Il mangeait comme quatre, parce qu’il travaillait comme quatre, toujours levé le premier, couché le dernier, attentif aux champs et aux bêtes, chargeant et déchargeant les charrettes, renvoyant impitoyablement les incapables, les paresseux, ou ceux qui lui paraissaient tels. Dur pour lui-même, il était dur à tous. L’homme, autrefois besogneux, travaillant chez les autres, avait pris tout de suite goût à la propriété, se jetant avec avidité sur ces terres qui furent à lui du jour au lendemain, en même temps qu’Hermine.
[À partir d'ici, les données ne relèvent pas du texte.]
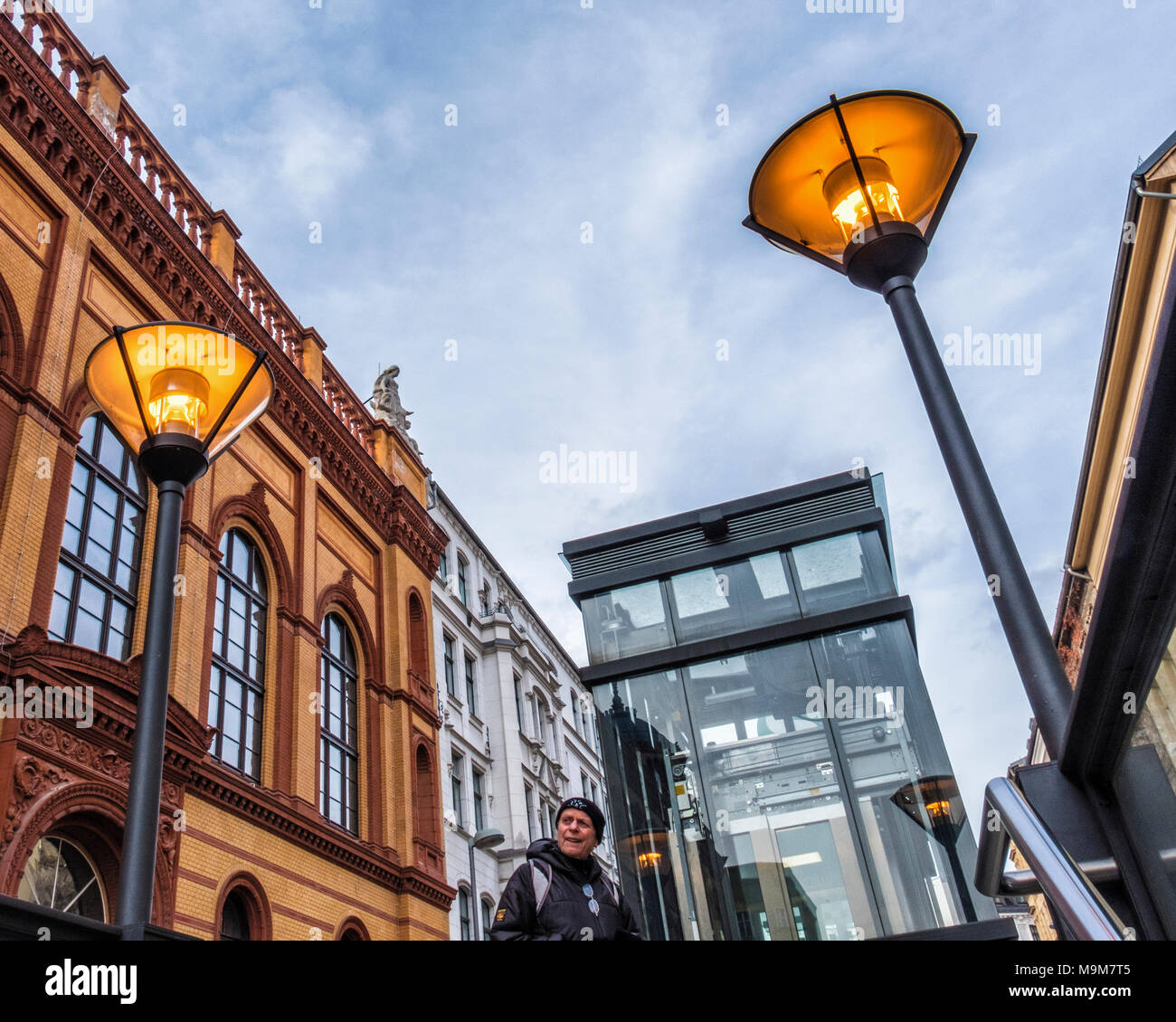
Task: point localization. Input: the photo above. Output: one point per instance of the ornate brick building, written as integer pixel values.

Mais d’Hermine, il n’avait cure. Quoiqu’elle fût la cause de sa prospérité subite, il n’eut pas un instant l’idée qu’il pouvait lui devoir quelque reconnaissance de son changement de fortune. De plus, le travail des champs seul comptait pour lui, et il regardait comme une fainéante la femme attentive qui dirigeait la maison, surveillait la cuisine et le linge. Cette chétive jeune fille n’inspirait de toutes façons que du mépris à ce mauvais drôle, qui avait fait la noce sordide des villes de garnison. Il fallait l’épouser pour avoir les terres, il l’avait épousée, et voilà tout.

Il avait joué la comédie par ruse naturelle avant le mariage, se faisant tranquille et patelin, donnant l’idée d’un paysan placide et bonasse à ces deux femmes, la mère et la fille, qui ne virent pas la lueur de dur acier allumée parfois dans ses yeux demi-clos, ni le rictus cruel de sa bouche, ni les dents de loup affamé que cachait sa moustache.
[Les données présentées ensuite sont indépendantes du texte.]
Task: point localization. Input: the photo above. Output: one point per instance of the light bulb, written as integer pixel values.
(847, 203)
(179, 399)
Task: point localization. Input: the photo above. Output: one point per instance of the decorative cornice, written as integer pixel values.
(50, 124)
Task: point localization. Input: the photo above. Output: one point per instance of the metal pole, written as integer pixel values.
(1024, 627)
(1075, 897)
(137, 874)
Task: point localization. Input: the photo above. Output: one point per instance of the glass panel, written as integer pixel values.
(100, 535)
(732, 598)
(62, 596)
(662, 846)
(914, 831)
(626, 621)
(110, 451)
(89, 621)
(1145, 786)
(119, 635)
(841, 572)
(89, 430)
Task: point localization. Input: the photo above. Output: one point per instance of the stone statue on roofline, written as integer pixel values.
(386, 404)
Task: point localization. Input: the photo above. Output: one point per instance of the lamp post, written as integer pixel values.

Son allure se modifia du soir au matin. Au lendemain du mariage, quand il revint de faire le tour de son nouveau domaine, c’étaient vraiment ses vraies épousailles de paysan avec la terre qu’il venait de célébrer. Il rentra chez lui en maître, rudoya immédiatement Hermine pour la mettre à son rang secondaire, répondit grossièrement à Mme Gilquin, laquelle s’était permis d’intervenir.

Au courant de la même journée, il réprimanda avec la dernière violence un domestique peu empressé à obéir à un ordre, et celui-ci ayant répondu sur le même ton, le nouveau maître fonça sur l’insoumis à la manière d’un taureau qui voit rouge et, d’un coup de tête en pleine poitrine, l’envoya rouler sur le chemin. Il y eut une stupeur, puis, sous le regard méchant de la brute victorieuse, le silence et la soumission de toute la maison.

Changeant de situation et dévoilant son caractère, François Jarry changea aussi de physionomie. Son visage aux traits réguliers devint atroce, la ruse même s’effaça, pour laisser leur libre déploiement aux instincts, les yeux paraissaient vouloir tuer ce qu’ils regardaient comme hostile et gênant, la bouche s’ouvrait sans cesse d’un mouvement de morsure. Les mains énormes et velues se crispaient en pattes d’animal féroce. C’est dans ces pattes qu’était tombée la délicate Hermine.